When hot topics bubble to the surface in the Christian community, there is usually a debate about freedom of speech. On one side, we’ll argue that we shouldn’t express opinions that could be considered judgemental, unloving, or cast a shadow over the reputation of Jesus.
On the other side, we’ll argue for the right to free speech—which loosely means, being able to voice our genuine opinion. We may see it as the right to express ‘the truth’, even when it is unpopular.

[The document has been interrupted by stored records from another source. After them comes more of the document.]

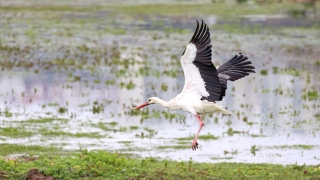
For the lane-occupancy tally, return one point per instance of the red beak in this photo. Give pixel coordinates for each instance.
(141, 106)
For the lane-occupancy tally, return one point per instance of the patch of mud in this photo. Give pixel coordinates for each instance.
(34, 174)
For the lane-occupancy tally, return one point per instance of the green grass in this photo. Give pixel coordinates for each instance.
(202, 137)
(45, 120)
(15, 132)
(105, 165)
(20, 132)
(311, 95)
(300, 146)
(7, 149)
(175, 147)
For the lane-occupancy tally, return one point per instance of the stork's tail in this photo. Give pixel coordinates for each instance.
(210, 107)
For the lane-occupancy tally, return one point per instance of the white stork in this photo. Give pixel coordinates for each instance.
(204, 84)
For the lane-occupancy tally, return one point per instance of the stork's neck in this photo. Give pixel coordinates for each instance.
(163, 103)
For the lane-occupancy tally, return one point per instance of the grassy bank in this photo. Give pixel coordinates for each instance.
(105, 165)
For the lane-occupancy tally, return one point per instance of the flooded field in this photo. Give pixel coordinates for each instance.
(70, 79)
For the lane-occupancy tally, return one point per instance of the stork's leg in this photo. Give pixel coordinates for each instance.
(201, 124)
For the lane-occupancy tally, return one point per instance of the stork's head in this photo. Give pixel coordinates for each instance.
(151, 100)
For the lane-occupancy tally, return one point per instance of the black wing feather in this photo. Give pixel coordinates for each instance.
(201, 39)
(216, 79)
(234, 69)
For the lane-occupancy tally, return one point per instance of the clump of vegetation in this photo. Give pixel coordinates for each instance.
(264, 72)
(105, 165)
(311, 95)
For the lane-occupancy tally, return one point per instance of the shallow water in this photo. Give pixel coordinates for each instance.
(47, 66)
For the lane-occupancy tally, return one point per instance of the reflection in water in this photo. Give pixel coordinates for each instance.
(269, 109)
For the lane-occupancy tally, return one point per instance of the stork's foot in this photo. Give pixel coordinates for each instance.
(194, 145)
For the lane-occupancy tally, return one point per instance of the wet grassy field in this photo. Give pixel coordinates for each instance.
(71, 74)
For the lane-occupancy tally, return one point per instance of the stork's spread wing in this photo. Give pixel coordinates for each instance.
(201, 77)
(236, 68)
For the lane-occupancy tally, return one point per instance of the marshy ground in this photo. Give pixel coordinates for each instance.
(71, 74)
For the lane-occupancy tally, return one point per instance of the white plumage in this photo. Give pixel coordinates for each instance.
(204, 84)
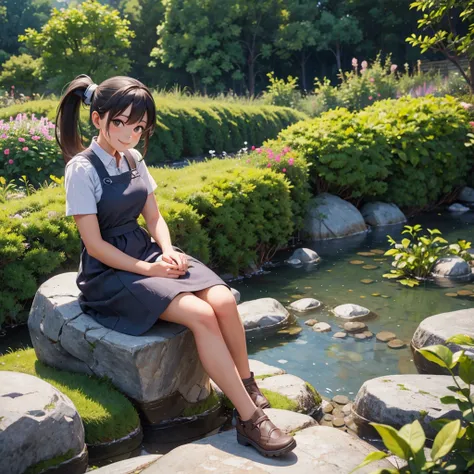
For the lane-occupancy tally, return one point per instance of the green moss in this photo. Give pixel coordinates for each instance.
(280, 401)
(316, 395)
(105, 412)
(196, 409)
(41, 466)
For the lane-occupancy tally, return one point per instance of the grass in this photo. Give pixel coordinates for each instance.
(204, 405)
(107, 415)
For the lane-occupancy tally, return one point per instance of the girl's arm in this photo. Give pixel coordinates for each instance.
(159, 230)
(111, 256)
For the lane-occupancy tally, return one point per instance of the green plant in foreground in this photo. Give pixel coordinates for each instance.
(453, 446)
(414, 258)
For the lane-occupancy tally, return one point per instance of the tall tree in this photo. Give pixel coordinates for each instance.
(448, 27)
(201, 36)
(338, 29)
(90, 39)
(259, 21)
(15, 17)
(299, 34)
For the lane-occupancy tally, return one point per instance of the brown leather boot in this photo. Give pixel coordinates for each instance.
(263, 435)
(255, 394)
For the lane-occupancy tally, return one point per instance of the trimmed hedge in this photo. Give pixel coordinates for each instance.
(189, 128)
(220, 211)
(409, 151)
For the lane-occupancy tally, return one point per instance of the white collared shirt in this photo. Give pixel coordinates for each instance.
(82, 183)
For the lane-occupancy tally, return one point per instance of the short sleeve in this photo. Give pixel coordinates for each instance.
(144, 173)
(80, 195)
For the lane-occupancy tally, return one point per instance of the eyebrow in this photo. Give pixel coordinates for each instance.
(127, 116)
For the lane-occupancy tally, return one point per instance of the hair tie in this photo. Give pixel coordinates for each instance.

Within this argument, it’s important to note the biblical imperative. Freedom of speech is a democratic construct, it is not a biblical construct. There is nothing in the Bible to suggest that—as representatives of Christ—we have the freedom to say whatever we like. Even if we think it’s the truth.
In fact, the Bible puts some clear boundaries around our speech. It commands us to say only what is ‘helpful for building others up’ (Ephesians 4:29).
Gentle speech will ‘turn away wrath’ but harsh words ‘stir up anger’, says Proverbs 15:1–2—how often we see this in the social media world!
Within this context, Paul’s words resound with beauty: ‘Let your conversation be always full of grace, seasoned with salt, so that you may know how to answer everyone’ (Colossians 4:6).
In this issue, we are discussing a contentious—perhaps the most contentious—topic for the modern church. We will not all agree. But let us all season the conversation with grace, in a way that gives life to others and welcomes everyone into God’s life-giving Kingdom.
Set a guard over my mouth, Lord; keep watch over the door of my lips.
Ngā Waiata 141:3
Hōmai he kaitiaki mō toku māngai, e Ihowā; tiakina te kūwaha o oku ngutu.